For an object with a rest mass:

[math]E=\gamma mc^2[/math]

Where [math]\gamma =1/\sqrt{1-v^2/c^2}[/math]

Notice I can split the 1st equation into 2 components:

[math]E=mc^2+(\gamma -1)mc^2[/math]

This shows the total energy being equalt to the rest energy+ the kinetic energy of the object in question. Notice we get the familiar equation for rest energy

[math]E=mc^2[/math]

Notice from inspection what happens to gamma([math]\gamma[/math]) as we increase v?

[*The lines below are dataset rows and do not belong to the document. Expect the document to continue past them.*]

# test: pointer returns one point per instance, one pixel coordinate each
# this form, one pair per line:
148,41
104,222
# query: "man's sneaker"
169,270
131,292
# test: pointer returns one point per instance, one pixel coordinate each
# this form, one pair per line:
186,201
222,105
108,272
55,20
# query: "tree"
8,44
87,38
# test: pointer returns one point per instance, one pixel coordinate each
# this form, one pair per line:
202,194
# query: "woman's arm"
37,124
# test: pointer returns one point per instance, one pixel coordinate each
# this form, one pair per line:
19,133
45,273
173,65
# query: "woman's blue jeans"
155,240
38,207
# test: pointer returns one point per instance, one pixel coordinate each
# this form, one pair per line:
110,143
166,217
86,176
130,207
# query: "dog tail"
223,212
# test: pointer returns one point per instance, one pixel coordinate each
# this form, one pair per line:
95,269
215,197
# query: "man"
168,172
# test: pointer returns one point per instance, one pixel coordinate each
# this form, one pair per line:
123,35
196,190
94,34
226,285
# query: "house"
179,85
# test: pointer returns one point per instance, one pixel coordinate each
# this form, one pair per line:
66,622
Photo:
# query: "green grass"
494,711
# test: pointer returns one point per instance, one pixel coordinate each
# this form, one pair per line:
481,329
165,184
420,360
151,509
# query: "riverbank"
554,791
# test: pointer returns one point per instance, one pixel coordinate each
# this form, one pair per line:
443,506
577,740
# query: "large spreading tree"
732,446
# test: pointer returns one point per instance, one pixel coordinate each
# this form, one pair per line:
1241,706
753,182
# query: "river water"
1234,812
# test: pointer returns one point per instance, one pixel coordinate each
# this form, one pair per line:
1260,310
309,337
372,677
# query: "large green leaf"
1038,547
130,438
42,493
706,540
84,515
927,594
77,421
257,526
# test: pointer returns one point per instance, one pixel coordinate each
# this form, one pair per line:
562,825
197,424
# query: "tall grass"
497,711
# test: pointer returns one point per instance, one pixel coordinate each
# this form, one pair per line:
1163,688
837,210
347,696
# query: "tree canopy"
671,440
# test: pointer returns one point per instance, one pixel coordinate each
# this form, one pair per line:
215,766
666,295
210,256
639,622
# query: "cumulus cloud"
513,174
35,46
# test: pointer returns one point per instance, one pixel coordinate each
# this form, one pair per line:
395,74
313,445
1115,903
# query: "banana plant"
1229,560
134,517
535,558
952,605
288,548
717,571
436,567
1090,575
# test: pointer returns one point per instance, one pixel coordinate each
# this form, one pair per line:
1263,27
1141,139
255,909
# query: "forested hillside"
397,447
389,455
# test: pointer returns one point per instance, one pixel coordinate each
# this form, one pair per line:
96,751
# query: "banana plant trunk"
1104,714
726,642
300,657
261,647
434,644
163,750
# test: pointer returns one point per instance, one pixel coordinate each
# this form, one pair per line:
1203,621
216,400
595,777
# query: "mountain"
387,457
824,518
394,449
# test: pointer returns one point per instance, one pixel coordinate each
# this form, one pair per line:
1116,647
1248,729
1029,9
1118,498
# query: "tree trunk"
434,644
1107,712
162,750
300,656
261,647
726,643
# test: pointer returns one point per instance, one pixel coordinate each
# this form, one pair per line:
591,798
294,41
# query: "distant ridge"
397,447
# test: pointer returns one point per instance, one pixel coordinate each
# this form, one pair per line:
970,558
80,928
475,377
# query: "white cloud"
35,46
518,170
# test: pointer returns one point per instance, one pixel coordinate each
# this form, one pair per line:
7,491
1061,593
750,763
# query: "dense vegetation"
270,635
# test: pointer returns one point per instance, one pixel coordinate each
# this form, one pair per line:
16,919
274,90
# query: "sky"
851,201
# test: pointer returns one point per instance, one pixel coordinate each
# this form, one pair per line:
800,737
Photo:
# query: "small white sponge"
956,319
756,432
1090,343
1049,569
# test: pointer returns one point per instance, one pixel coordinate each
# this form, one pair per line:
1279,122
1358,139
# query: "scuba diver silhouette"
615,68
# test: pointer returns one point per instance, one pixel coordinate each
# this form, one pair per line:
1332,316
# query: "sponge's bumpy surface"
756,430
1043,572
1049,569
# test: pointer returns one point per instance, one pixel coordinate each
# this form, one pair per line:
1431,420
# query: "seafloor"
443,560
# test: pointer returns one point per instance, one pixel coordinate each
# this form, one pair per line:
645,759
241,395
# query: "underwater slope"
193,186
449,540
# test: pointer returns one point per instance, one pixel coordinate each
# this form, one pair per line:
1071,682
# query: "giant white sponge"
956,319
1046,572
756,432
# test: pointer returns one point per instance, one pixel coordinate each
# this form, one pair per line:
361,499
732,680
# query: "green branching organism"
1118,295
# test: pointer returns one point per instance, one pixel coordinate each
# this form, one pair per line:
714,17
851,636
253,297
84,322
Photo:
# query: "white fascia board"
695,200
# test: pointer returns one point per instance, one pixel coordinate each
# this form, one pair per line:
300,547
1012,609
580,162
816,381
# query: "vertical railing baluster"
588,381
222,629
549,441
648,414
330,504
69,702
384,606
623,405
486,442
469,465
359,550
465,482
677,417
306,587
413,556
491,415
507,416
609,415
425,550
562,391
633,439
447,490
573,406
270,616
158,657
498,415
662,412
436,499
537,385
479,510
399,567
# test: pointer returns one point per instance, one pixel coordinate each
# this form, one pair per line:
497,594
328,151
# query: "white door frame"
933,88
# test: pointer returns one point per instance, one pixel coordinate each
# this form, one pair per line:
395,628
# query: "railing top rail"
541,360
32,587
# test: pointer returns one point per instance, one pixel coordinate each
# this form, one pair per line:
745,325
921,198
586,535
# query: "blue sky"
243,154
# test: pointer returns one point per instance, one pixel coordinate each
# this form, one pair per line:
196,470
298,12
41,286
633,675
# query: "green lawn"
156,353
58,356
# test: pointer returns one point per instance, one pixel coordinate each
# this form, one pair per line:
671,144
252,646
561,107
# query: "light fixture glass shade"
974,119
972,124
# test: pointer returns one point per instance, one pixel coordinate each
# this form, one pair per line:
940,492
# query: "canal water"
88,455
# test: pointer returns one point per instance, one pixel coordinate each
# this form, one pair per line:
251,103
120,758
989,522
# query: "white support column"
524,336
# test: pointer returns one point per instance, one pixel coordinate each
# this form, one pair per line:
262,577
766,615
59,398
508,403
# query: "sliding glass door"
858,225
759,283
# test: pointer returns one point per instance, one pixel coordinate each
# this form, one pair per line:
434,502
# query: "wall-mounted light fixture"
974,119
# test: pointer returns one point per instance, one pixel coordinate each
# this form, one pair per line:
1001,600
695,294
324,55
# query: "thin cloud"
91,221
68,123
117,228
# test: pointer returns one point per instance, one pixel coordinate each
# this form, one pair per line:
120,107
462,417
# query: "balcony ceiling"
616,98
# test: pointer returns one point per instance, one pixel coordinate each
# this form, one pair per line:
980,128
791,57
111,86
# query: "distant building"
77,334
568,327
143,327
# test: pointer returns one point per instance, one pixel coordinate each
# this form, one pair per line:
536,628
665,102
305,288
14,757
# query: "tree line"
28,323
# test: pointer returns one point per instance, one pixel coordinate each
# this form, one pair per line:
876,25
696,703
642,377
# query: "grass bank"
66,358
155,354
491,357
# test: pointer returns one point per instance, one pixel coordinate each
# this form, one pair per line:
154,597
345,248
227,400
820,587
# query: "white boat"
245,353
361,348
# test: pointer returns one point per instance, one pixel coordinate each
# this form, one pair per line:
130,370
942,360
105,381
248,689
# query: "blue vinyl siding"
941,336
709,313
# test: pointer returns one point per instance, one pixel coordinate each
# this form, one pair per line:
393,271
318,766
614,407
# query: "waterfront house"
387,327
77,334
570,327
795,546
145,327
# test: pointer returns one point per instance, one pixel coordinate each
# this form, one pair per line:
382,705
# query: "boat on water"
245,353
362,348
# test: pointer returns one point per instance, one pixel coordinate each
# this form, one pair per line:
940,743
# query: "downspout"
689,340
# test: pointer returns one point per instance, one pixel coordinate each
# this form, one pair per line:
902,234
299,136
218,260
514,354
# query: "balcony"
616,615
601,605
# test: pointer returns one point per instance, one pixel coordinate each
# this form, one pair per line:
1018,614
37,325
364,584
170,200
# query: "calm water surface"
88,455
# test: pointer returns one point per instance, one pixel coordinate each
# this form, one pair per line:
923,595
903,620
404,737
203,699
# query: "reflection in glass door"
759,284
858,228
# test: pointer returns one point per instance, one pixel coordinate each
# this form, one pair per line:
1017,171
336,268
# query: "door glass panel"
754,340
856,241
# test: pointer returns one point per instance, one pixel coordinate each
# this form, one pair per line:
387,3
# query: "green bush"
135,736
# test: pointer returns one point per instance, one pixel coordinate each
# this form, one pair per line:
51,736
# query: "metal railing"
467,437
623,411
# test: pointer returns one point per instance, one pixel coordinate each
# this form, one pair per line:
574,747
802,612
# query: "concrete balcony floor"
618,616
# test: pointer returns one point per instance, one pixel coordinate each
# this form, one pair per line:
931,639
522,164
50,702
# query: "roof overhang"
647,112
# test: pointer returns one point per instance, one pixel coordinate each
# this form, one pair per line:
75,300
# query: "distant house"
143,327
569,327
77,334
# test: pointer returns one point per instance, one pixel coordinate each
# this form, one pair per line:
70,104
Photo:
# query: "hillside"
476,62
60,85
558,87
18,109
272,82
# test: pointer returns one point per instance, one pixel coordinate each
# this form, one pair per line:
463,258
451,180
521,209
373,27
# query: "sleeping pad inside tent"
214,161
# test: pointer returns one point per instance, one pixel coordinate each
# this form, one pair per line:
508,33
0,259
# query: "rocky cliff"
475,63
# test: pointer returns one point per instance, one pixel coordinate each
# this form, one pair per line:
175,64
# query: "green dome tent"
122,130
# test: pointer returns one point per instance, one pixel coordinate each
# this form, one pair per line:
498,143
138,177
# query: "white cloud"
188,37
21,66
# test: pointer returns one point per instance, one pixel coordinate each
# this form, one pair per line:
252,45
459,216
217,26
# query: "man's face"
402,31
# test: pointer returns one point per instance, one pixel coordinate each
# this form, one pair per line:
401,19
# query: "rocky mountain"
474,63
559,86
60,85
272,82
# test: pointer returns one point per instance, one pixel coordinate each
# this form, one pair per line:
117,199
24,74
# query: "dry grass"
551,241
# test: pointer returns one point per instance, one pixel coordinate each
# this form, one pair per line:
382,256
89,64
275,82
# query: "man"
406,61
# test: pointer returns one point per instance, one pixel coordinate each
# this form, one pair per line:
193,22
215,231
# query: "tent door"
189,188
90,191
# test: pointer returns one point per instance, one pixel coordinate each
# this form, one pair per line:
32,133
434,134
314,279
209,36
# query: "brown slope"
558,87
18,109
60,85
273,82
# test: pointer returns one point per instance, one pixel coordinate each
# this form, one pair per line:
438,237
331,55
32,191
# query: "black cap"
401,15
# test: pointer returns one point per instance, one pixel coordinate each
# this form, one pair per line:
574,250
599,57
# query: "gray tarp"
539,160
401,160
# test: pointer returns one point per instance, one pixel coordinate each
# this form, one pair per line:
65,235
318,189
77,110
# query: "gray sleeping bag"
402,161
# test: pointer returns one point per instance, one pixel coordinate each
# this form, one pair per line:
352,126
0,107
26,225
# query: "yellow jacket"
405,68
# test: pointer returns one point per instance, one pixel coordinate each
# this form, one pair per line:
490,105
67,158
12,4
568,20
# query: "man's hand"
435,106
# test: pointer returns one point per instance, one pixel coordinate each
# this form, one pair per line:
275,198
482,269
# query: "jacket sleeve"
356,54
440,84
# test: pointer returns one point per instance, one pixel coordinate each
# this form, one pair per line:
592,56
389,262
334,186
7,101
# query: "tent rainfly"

When v is zero it equals 1. When [math]v\rightarrow c;

\gamma \rightarrow \infty[/math]. This causes our expressions for both total and Kinetic energy to tend towards infinity.

 

If you button bash with the calculator a little(or even turn gamma into a geometric series approximation) you will find that when v<<<c, we get that our expression for KE to a good aprroximation becomes:

[math]KE=(\gamma -1)mc^2\approx 1/2mv^2[/math]

Which is our familiar expression for KE in classical mechanics which works pretty well at low velocities.

 

The most important question though is why these relations are true, and to really find out you need to study relativity, and start from the basic postulates, reasonig their justification and why they need to be true. Having done that the consequences of those postulates need to be followed, and eventually you get down to the algebraic relations relating quantities we can measure, like energy for example.

 

I hope that was clear as it was the main reason I posted, just try to give a clear impression of things using a little algebra(thats all this stuff is really).